Friday, October 24, 2008

"The Cake is Baked"


For the superstitious of you, avert your eyes, for I'm about to do some Californi' style speculatin'.
With Obama's numbers leaving orbit, the journalism I've been hungry for is beginning to leak out of the campaign press army. In the next few weeks we'll get to see the moving parts of the McCain campaign and understand how decisions were made, which should tickle anyone with a social-science bone. We may never get the same insights into the Obama campaign until after his Presidency, just as such reflections are only now turning up about the Bush campaigns.

I've never been convinced by the "four more years of Bush" argument, although McCain's economic policies are boiler plate Neo-Reganism. But according to the NYTimes Magazine, the legacy of the Bush re-election campaign had a critical influence a turning point for the one-time Bush opponent. Steve Schmidt (man of many consonants) ran Bush's re-election rapid response team; he is used to making tough snap decisions in the face of unplanned news. It was a lesson he learned from W himself that has echoed in McCain's campaign:
"The strategists at the meeting — including Schmidt, who was directing the Bush campaign’s rapid-response unit — fretted over their candidate’s sagging approval ratings and the grim headlines about the war in Iraq. Only Bush appeared thoroughly unworried. He explained to them why, polls notwithstanding, voters would ultimately prefer him over his opponent, John Kerry.There’s an accidental genius to the way Americans pick a president, Schmidt remembers Bush saying that day. By the end of it all, a candidate’s true character is revealed to the American people."
By this logic Schmidt pushed for McCain to "suspend his campaign" to seize the financial rescue package negotiations, thereby revealing himself to have "the right stuff". More surprising is the other influential figure in this decision: Bill Clinton. Before leaving for Washington, McCain now famously attended a Clinton Global Initiative ceremony. NYT Mag reports that Schmidt reminded McCain of Clinton's advice to him that day: “If you do the right thing, it might be painful for a few days. But in the long run it will work out in your favor.”

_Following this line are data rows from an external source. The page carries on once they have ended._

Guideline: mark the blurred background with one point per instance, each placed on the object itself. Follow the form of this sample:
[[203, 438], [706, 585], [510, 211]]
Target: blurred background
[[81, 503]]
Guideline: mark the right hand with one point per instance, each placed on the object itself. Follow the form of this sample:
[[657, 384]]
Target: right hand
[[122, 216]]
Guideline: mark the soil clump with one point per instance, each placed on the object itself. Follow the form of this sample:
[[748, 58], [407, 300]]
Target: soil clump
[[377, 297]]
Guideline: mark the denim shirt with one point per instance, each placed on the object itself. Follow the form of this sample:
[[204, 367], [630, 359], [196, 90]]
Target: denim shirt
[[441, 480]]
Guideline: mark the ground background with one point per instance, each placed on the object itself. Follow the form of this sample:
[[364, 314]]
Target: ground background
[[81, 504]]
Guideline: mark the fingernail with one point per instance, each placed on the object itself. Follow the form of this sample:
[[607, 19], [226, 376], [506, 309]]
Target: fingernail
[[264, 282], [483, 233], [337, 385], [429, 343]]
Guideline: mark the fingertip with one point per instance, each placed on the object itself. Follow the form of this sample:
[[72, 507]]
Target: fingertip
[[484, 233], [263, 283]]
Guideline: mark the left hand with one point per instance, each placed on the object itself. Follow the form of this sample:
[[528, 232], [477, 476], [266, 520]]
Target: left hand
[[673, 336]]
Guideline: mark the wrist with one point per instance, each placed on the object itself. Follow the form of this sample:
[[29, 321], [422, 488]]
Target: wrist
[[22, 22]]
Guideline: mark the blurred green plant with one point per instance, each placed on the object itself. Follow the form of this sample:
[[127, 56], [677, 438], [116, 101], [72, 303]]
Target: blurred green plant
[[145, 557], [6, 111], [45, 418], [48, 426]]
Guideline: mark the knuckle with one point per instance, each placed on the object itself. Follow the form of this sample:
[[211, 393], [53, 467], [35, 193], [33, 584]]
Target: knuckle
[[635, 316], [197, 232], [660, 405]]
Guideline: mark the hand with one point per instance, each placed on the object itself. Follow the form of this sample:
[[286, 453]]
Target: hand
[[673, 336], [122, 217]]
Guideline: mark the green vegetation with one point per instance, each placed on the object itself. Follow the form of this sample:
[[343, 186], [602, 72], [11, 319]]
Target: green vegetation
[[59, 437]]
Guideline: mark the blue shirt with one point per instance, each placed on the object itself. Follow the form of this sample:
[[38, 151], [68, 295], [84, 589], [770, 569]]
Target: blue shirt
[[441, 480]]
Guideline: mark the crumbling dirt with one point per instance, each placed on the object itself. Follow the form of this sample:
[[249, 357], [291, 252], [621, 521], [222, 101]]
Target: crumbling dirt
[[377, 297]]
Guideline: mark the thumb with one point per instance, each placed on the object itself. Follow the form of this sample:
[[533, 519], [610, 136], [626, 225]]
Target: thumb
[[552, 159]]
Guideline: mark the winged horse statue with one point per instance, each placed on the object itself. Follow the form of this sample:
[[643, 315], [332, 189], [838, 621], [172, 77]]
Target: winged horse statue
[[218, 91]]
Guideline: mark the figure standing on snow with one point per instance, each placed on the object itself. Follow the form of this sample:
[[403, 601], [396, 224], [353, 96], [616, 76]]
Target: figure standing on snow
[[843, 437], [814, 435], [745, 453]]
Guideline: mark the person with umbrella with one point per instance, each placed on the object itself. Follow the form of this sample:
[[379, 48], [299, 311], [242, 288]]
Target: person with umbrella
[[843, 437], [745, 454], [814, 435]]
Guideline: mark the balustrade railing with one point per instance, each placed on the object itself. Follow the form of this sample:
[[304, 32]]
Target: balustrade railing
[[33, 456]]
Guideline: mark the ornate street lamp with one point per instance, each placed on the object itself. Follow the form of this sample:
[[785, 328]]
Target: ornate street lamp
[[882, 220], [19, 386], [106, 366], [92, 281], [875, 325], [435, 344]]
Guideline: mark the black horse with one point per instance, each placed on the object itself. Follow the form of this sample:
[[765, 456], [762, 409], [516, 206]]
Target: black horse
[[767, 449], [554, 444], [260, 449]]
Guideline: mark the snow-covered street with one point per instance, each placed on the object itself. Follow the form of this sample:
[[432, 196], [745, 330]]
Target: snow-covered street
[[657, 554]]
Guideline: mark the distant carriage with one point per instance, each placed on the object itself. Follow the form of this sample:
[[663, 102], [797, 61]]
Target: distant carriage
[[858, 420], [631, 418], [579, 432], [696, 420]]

The neurotic family that is the McCain camp included "best friend" Rick Davis, speechwriter Mark Salter, and old flame Chris Murphy, none of whom was ever particularly in control or fond of his brothers. While some believed it to be a necessary pick, the adopted sister in Sarah Palin only added to the dissonance in McCain's tone. As they recognize less and less family resemblance, we see social-conservative Palin partisans forming a separate camp of McCain dissenters.

The laundry list of conservatives, and an extended naval metaphor, is summarized by Charles Krauthammer, who makes the case of McCain's Presidency that the campaign itself couldn't seem to articulate. Politico details unattributed views within the campaign on how the comprehensive message was lost, some of which suggest a general lack of management discipline on the part of McCain himself. This raises questions about the actual executive skill and will McCain can muster, in a project full of leaks and power struggles. Consider the question: who "ran" the McCain campaign?

Finally, the earliest signs of the Maverick's own feelings are in the Washington Times (ironically founded by the Unification Church, no seriously). Thursday, McCain indicated that the state of the race was the result of the eight-year, three-branch Republican administration: "We just let things get completely out of hand." In what should become a seminal interview, McCain decries Bush Admin. spending, signing statements, executive privilege from investigation, and Wall Street favoritism; this is the kind of unequivocal break with Bush that he only feigned before the third debate.

How do you know you've run out of message options? Well, here it is, Obama wants to tax special needs kids.